Re: Issues with parameterized hashing algorithms used internally from Dave Longley on 2023-09-19 (public-rch-wg@w3.org from September 2023)

From: Dave Longley <dlongley@digitalbazaar.com>
Date: Tue, 19 Sep 2023 11:47:58 -0400
To: Dan Yamamoto <dan@iij.ad.jp>
Cc: Ivan Herman <ivan@w3.org>, Manu Sporny <msporny@digitalbazaar.com>, Phil Archer <phil.archer@gs1.org>, Sebastian Crane <seabass-labrax@gmx.com>, Gregg Kellogg <gregg@greggkellogg.net>, RDF Dataset Canonicalization and Hash Working Group <public-rch-wg@w3.org>
Message-ID: <CAMJ8eMNhzpeJOEjjx83v7u5bTBM0PGtwiDxc9BKKvz3zmBha1w@mail.gmail.com>

My thoughts:

We've already expressed an identifier for the RDF Dataset
Canonicalization Algorithm: RDFC-1.0 -- and it uses a default hash
algorithm, SHA-256 internally ... and any other hash algorithm that
could be used with it will similarly have its own identifier
("SHA-384", "SHAKE256", so on). These things are decoupled from one
another (RDFC-1.0 works with any hash algorithm) and specifying which
of these has been used (if it deviates from the default) seems to be
in the domain of whatever format / standard / etc. is used to express
metadata about either the canonicalized dataset or a hash of it
(which, notably, would further include another hash algorithm which
may or may not be the same).

I don't think it's a good idea to invent a new hash metadata
expression mechanism in this group. These things exist elsewhere (such
as multihash, or SRI, or RFC 6920) and some of them have their own
registries where this metadata goes and where it is mapped to
identifiers and / or "header values" that work within those specific
formats. That is the right place, IMO, to put this kind of information
and to enable interoperability on processing however it is expressed.

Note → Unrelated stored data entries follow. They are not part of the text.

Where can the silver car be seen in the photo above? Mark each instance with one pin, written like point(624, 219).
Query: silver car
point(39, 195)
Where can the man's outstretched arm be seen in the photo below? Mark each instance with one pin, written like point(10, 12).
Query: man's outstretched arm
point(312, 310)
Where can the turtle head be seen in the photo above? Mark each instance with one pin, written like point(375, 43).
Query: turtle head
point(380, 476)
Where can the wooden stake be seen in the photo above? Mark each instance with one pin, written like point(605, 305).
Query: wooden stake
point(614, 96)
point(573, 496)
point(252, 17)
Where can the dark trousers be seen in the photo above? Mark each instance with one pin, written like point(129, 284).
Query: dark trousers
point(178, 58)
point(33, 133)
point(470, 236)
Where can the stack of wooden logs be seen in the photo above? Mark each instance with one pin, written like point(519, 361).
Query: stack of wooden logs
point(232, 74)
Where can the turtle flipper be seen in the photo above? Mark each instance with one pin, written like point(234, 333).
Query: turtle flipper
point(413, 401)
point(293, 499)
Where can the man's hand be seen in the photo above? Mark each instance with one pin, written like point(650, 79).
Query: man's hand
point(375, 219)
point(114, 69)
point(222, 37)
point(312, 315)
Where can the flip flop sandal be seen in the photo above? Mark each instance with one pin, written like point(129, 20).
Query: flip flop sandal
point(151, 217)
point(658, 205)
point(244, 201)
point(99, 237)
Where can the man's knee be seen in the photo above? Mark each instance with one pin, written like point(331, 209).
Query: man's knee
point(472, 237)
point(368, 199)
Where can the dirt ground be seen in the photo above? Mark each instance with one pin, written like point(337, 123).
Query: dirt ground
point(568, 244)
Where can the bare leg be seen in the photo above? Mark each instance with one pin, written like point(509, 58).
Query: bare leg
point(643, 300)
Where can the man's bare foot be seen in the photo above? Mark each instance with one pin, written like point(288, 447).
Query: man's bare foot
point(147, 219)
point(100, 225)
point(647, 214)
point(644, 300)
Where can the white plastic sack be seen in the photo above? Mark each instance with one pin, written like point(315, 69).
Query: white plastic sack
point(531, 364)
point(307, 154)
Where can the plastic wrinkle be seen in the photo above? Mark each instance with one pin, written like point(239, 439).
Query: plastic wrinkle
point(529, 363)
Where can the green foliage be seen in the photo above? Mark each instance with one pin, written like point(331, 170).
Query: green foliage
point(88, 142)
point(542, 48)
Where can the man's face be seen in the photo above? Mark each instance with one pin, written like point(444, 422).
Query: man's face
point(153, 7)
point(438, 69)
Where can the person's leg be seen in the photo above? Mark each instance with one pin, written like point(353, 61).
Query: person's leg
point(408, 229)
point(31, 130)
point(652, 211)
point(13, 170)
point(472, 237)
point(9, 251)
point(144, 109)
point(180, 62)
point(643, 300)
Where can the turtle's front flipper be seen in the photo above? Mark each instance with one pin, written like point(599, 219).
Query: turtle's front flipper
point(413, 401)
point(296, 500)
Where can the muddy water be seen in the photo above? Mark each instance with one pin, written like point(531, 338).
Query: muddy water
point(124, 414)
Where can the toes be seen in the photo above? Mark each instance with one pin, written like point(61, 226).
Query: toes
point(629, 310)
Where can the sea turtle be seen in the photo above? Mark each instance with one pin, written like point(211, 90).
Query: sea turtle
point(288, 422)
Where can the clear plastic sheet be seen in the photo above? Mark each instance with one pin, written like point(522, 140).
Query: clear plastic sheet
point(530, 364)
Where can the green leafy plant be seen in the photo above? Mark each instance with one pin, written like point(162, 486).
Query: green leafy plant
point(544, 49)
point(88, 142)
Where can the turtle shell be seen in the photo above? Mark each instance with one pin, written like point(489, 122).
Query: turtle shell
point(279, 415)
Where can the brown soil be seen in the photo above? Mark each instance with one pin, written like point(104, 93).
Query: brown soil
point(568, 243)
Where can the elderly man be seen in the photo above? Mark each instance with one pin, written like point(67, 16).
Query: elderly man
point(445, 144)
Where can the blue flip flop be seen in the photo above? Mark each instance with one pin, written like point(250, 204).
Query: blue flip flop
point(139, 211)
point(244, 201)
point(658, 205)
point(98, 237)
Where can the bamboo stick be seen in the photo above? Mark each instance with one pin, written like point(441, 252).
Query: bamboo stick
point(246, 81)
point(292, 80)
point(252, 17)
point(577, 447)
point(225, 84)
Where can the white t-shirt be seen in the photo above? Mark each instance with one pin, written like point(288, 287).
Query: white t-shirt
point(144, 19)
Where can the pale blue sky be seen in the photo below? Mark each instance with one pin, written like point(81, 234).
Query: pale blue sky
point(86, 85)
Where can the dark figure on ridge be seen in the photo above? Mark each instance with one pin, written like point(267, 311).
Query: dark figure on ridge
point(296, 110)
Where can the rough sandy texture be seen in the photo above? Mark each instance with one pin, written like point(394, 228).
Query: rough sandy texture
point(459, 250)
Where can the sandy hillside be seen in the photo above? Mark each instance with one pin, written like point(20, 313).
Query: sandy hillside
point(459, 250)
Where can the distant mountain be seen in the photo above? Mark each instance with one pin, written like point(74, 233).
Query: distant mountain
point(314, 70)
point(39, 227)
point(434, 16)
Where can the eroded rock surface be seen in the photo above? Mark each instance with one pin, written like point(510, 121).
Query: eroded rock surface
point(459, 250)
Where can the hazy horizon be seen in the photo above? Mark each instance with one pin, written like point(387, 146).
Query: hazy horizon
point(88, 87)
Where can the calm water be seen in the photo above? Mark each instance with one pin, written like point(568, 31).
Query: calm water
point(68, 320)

The specification we've produced is what enables someone to use
whatever metadata parameters they parse from (or input into) such
expressions to reproduce / verify / etc. some expected value. I see
our specification as being similar to the SHA-256 specification, that
indicates how to produce such a digest, but it does not define a hash
metadata expression format itself.

On Tue, Sep 19, 2023 at 9:09 AM Dan Yamamoto <dan@iij.ad.jp> wrote:
>
> I also probably share the same opinion with Ivan. Since RDFC-1.0 isn't
> always used alongside Data Integrity, I thought it would be better for
> it to have some precise algorithm identifier on its own.
>
> Dan
>
> On 2023/09/19 0:49, Ivan Herman wrote:
> >
> >
> >> On 18 Sep 2023, at 17:26, Manu Sporny <msporny@digitalbazaar.com> wrote:
> >>
> >> On Mon, Sep 18, 2023 at 11:15 AM Phil Archer <phil.archer@gs1.org> wrote:
> >>> From: Dan Yamamoto <dan@iij.ad.jp>
> >>> Therefore, I believe the internal hash function should be
> >>> interchangeable. However, as others have suggested, I think there is
> >>> a need to introduce a mechanism to specify what hash function is used
> >>> explicitly.
> >>
> >> Just to jump in quickly on this thread; it feels like the harms are
> >> being exaggerated given the way we know that RDFC-1.0 is used today.
> >> If we look at how the VC Data Integrity specifications use the
> >> algorithm, you /always/ know which internal hash algorithm was used
> >> (or should be used) because it's signalled to you via the Data
> >> Integrity algorithm identifier. You don't have to guess, you are told
> >> exactly which internal hash algorithm to use.
> >>
> >> I wonder if folks are missing this detail? It was always expected that
> >> the internal hash information would be signalled to the caller, and
> >> that's exactly what Data Integrity does. Perhaps all we need to do in
> >> the spec is ensure that one of the outputs is the internal hash
> >> function used and to tell spec writers that use RDFC-1.0 that any
> >> algorithm that uses it needs to clearly stipulate which internal
> >> algorithm to use when calling the algorithm (and if not, the default
> >> will be used)?
> >>
> >
> > I do not think the issue is with spec writers. RDFC-1.0 is meant for any
> > lambda users of Linked Data, not only for spec writers. While what you
> > say is o.k., what we need is a way to convey the information of what
> > hash function was used when we provide the hash of a specific graph,
> > because that hash may travel from one lambda user to the other.
> >
> > Ivan
> >
> >
> >
> >> This feels more like a miscommunication than a design issue. Does the
> >> above help clarify?
> >>
> >> -- manu
> >>
> >> --
> >> Manu Sporny - https://www.linkedin.com/in/manusporny/
> >> Founder/CEO - Digital Bazaar, Inc.
> >> https://www.digitalbazaar.com/
> >>
> >
> >
> > ----
> > Ivan Herman, W3C
> > Home: http://www.w3.org/People/Ivan/
> > mobile: +33 6 52 46 00 43
> >
> >
>
> --
> Dan Yamamoto <dan@iij.ad.jp>
> Internet Initiative Japan Inc.
>
>
>

-- 

Dave Longley
CTO
Digital Bazaar, Inc.

Received on Tuesday, 19 September 2023 15:48:21 UTC